The Mystery of the iPhone Death Grip

David Pogue weighs in on the iPhone’s strange reception problem:

Some people are reporting, and even posting videos showing, that when you wrap your hand around the iPhone 4, the cellular Internet strength visibly drops. You can actually see the bars disappearing.

My experience, at home in Brooklyn and at work in Manhattan (both notorious for dropping AT&T calls), has been stellar. Far, far fewer dropped calls. I’m willing to bet that there’s more behind the death grip than meets the eye.

PC Magazine, for example, has been able to reproduce the problem.
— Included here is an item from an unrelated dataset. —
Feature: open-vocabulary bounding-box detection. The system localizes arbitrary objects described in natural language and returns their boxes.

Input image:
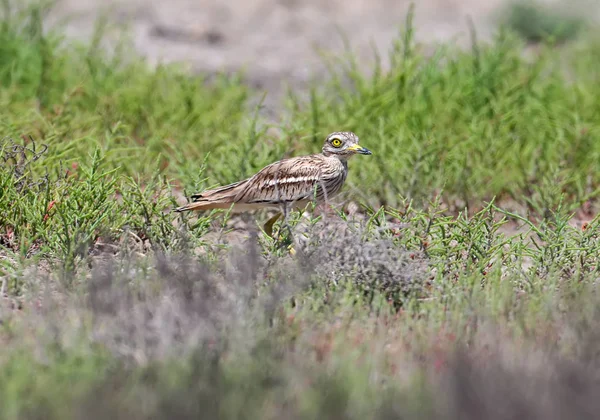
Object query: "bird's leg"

For them, it happens only if (a) your hand is somewhat sweaty and (b) you hold the phone in such a way that your fingers are covering all three black gaps in the stainless-steel band around the phone’s edge. (For this reason, left-handers seem to be the most-affected population.) In that configuration, signal strength drops a little.

I can repeat that effort on my iPhone 4, too. From five bars it will drop to four bars or three bars if I hold the phone a certain way, or stand a certain way, or even squeeze hard on the phone. I have yet to experience a dropped call from doing so. Is the problem hardware or software or a bad design?

This doesn’t seem like a problem that Apple can fix with a little software update; it is baked right into the design of the iPhone 4 itself. And considering the hysteria that surrounds the phone, combined with ignorance about the nature and probability of the problem, it could wind up being a huge black eye for Apple and the phone.

The black eye is there already and is likely to get sore in the weeks to come unless there’s a good explanation for the problem.